Currently A.I. companies such as Alphabet (Google), Meta (Facebook), Amazon, and Palantir, which Robert Reich calls “the most dangerous company in America”, have been facilitating U.S. attacks in Iran, Israel’s war on Gaza, and I.C.E.’s brutal operations.

  1. But what about Vlad? Last post, I speculated that Putin would expect a pay-off from the U.S. for acceding to our attack on Iran, a Russian ally. The payoff would be license to seize European territory, a step that Estonia, Latvia, Lithuania, Norway, Finland, and Poland are already nervous about. How he’d manage it considering Russia’s military mayhem in Ukraine is unclear but he has threatened the use of nuclear weapons in a European confrontation. A recent Russian video, allegedly leaked, has called Putin’s health into question. Meanwhile Russia has been accused of helping Iran identify American targets; Trump waved that off as a concern. However, if Russian intel leads to American deaths, many Americans may smell treason in the wind. 

One disturbing aspect of possible Putin-Trump trade-offs over the war involves the predictable shut-down of the Strait of Hormuz, which led Trump to lift our embargo against the purchase of Russian oil. Russia’s oil income had already jumped six billion dollars in the first two weeks of the war. Now, with the U.S. as a client, that number will soar and Russia’s—or Putin’s—coffers will overflow like a Texas gusher. Can we imagine that Trump, the exemplar of corrupt political deal-making, would lift those sanctions without demanding a cut of the windfall, much of which will go directly to Putin rather than the Russian treasury anyway? One wild card in all this is whether Trump, profits aside, may be playing a double game to get out from under Putin’s thumb once and for all.

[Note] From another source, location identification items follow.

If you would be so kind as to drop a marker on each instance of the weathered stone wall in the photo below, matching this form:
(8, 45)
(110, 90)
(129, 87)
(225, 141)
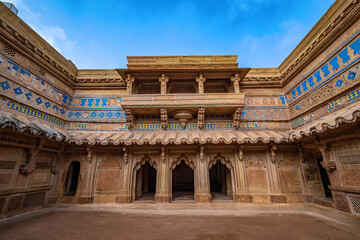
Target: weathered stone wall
(20, 190)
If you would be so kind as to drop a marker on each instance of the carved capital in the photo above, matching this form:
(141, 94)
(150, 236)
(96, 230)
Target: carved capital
(129, 118)
(236, 117)
(201, 118)
(164, 118)
(272, 150)
(163, 154)
(89, 151)
(201, 153)
(236, 81)
(200, 80)
(29, 165)
(328, 165)
(241, 153)
(163, 82)
(129, 83)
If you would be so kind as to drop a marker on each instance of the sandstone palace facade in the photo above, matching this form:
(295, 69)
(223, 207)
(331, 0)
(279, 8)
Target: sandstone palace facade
(182, 128)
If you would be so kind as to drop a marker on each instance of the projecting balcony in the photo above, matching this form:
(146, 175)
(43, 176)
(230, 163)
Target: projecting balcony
(183, 106)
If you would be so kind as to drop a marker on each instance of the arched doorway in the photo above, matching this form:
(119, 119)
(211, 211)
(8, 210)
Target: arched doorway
(220, 174)
(72, 178)
(145, 185)
(182, 179)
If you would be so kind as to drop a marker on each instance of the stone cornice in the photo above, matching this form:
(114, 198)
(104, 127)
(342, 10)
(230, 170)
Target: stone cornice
(25, 47)
(335, 21)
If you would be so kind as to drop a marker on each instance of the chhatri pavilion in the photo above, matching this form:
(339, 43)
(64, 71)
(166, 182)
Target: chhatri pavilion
(170, 129)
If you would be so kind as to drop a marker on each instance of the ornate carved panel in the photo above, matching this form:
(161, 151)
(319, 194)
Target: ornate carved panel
(34, 199)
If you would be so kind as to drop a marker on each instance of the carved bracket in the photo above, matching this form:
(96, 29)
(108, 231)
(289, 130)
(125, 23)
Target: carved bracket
(236, 80)
(163, 154)
(236, 117)
(89, 151)
(143, 160)
(219, 157)
(201, 153)
(29, 166)
(272, 150)
(201, 80)
(241, 153)
(129, 83)
(184, 158)
(328, 165)
(201, 118)
(129, 118)
(164, 119)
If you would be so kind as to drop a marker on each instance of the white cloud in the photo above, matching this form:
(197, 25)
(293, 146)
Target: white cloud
(54, 35)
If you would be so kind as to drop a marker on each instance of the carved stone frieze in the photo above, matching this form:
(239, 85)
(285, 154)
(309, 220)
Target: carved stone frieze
(129, 118)
(236, 80)
(201, 118)
(219, 157)
(143, 160)
(201, 80)
(163, 83)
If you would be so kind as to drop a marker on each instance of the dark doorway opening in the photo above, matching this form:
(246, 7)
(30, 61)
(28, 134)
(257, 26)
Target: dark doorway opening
(183, 182)
(220, 182)
(145, 186)
(72, 179)
(324, 178)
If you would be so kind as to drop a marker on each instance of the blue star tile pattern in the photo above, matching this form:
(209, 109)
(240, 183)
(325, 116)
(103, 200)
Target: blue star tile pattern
(47, 105)
(38, 100)
(18, 91)
(339, 83)
(351, 75)
(5, 85)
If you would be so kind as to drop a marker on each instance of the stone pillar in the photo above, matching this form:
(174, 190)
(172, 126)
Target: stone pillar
(329, 164)
(240, 179)
(304, 183)
(87, 194)
(200, 80)
(236, 81)
(276, 195)
(139, 183)
(129, 83)
(126, 176)
(163, 83)
(202, 195)
(163, 194)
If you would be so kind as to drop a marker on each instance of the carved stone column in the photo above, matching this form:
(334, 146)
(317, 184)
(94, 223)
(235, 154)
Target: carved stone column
(304, 183)
(125, 177)
(163, 194)
(87, 194)
(201, 80)
(163, 83)
(203, 194)
(241, 185)
(329, 164)
(275, 189)
(129, 83)
(236, 81)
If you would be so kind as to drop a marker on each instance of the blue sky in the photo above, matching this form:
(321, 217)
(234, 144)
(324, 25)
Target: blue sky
(100, 34)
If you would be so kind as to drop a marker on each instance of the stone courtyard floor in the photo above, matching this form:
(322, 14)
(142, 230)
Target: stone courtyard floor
(146, 221)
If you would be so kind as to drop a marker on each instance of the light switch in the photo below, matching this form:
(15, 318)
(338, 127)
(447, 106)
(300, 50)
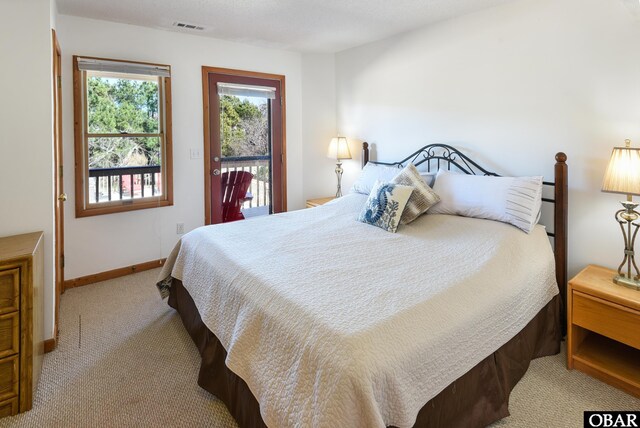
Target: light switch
(196, 154)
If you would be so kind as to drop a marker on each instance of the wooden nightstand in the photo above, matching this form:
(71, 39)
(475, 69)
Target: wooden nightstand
(319, 201)
(603, 335)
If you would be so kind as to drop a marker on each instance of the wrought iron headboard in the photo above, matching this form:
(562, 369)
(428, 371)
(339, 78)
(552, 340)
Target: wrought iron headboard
(442, 155)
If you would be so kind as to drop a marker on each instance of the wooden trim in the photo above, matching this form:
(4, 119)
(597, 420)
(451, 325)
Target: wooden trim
(207, 146)
(81, 205)
(58, 174)
(365, 154)
(50, 345)
(108, 209)
(560, 229)
(111, 274)
(207, 131)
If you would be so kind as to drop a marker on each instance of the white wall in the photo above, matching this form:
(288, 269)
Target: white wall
(512, 86)
(100, 243)
(318, 124)
(26, 144)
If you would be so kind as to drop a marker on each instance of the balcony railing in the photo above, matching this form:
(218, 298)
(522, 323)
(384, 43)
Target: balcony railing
(260, 192)
(130, 182)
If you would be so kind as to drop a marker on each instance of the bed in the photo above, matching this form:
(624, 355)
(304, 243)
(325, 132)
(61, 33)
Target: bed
(310, 318)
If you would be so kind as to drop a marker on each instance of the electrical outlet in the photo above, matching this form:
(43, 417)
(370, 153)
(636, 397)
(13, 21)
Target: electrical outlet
(195, 154)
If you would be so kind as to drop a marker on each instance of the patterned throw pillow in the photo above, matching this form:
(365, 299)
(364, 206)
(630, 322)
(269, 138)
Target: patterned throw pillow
(385, 205)
(422, 197)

In any case, Russia is in a position to spread the violence that has spread from Iran to engulf the entire region. It may occur as Putin aggressively seeks the quid pro quo for abandoning Iran. Or from panic as the combination of failing health and perceived weakness over Iran emboldens Putin’s domestic opposition. Either way, Russia is there, in the wings, and China too, playing its longer game.

Whatever comes next, the only sane action is for the Israeli-American alliance to immediately and unilaterally cease hostilities in the region. Otherwise, we have to admit that in today’s world, no king but madness reigns.